Atelier A - Gyan Panchal

L'atelier A : Gyan Panchal

Atelier A

Lors de la préparation de son exposition "Redevenir soleil" à Paris, l’artiste sculpteur Gyan Panchal s’affirme comme une des grandes voix contemporaines qui prônent le silence (ou le murmure) comme mode de conversation entre l’homme et les objets. La vie de la matière, la réincarnation du geste, sont livrées avec un métier d’orfèvre, mais qui pour autant ne repousse pas sa pulsion d’hybridité. Bienvenu dans un monde où les objets ne parlent plus, ils agissent.
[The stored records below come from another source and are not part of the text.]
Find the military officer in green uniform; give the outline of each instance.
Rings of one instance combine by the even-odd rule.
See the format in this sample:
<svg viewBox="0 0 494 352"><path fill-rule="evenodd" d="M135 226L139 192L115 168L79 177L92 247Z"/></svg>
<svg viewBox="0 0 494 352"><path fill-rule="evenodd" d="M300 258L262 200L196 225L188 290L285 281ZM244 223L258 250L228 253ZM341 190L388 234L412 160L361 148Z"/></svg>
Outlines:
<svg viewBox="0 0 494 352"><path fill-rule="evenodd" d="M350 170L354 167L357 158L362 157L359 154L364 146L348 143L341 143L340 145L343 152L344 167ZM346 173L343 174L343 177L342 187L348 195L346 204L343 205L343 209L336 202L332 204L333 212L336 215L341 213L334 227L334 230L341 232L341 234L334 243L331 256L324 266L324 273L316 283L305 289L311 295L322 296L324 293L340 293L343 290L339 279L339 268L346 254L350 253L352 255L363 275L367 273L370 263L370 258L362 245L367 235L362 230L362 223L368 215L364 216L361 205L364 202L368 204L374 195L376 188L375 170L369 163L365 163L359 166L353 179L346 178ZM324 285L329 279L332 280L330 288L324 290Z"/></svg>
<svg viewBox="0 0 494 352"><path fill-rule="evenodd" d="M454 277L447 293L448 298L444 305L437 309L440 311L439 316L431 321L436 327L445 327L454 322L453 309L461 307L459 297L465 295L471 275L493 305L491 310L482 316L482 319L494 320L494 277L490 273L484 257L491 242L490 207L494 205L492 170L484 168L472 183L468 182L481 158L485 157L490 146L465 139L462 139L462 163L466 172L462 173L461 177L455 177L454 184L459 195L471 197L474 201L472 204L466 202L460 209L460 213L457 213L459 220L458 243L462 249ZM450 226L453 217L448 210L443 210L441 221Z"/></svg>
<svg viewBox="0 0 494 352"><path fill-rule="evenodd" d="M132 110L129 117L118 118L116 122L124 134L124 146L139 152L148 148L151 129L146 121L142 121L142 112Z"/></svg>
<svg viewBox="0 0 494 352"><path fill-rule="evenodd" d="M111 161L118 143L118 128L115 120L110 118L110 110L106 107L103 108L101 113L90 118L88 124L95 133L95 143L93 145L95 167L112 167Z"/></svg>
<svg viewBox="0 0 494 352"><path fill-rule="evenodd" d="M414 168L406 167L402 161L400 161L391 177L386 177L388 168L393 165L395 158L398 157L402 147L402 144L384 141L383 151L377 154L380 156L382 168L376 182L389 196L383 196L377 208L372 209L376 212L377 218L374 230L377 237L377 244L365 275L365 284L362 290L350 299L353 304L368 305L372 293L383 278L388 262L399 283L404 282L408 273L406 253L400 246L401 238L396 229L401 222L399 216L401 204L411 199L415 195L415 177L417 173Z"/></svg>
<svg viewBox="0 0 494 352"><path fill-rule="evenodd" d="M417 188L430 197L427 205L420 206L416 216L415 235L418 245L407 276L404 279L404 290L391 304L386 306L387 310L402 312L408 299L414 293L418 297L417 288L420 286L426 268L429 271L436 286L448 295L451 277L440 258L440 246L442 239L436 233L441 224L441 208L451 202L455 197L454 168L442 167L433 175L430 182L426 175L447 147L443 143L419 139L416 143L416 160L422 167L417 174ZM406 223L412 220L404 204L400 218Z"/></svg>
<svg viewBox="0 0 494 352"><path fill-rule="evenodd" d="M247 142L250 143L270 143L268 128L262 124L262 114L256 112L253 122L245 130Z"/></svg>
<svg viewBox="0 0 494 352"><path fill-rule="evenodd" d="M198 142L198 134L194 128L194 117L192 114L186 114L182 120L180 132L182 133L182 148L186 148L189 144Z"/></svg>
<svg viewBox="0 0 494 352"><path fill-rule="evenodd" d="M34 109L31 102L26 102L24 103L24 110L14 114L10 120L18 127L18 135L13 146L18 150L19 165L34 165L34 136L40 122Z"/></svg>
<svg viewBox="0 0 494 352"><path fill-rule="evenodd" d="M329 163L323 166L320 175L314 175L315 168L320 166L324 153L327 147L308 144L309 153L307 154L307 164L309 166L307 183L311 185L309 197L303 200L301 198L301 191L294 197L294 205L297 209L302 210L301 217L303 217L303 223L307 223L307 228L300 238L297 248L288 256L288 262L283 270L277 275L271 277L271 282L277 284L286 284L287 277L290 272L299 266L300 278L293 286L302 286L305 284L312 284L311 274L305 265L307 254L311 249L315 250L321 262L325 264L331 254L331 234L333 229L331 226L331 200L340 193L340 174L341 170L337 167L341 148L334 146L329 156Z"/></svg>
Explorateur de frictions naturelles et physiques tout autant que de fictions sculpturales, les constructions de Gyan Panchal – qui se donnent pourtant l’air de ne pas y toucher, comme si la sculpture se résumait à l’objet trouvé ou au ready-made – redonnent toute sa vitalité au médium de la sculpture dans notre contexte contemporain ; si marqué par la dépravation des ressources naturelles et par la dépréciation de la matière première. Anti-spectaculaire et certainement méditative, la pratique de Gyan Panchal consiste davantage à retrouver le potentiel "intérieur" de chaque matériau plutôt que d’en révéler un effet de surface ou un dérivé stylistique. On se demande à la rencontre de ses sculptures, envisagées par lui comme des réserves d’énergie, si on regarde d’abord un objet, une forme, un matériau, une trace d’expérience ? Le recours à des matières industrielles brutes, souvent dérivées du pétrole, telles que les polymères ou les plastiques, et auxquelles il associe des poudres naturelles (charbon, graphite, etc.) signifie un rappel de l’histoire économique. Il n’hésite pas non plus, devant la matière vivante, animale, informe, à prendre en compte une certaine consumation de l’objet sculptural. De là, découle une certaine impureté du travail accompli (ou du travail s’accomplissant par lui-même sous l’œil dirigiste du sculpteur), qui se tient presque trompeusement à cheval entre sa vocation à la transfiguration et le faire-image désiré par la sculpture. Ses dernières années avec son installation en région du Limousin, Gyan Panchal se nourri davantage du contexte rural (le silo, la ruche…) que du le contexte urbain et l’imaginaire du chantier où il puisa ses premières sources. Considérant ses sculptures comme des "césures" ou des "traits d’union" entre l’homme et son rapport au territoire, à la nature, le spectateur leur semble non seulement indispensable, mais consubstantiel.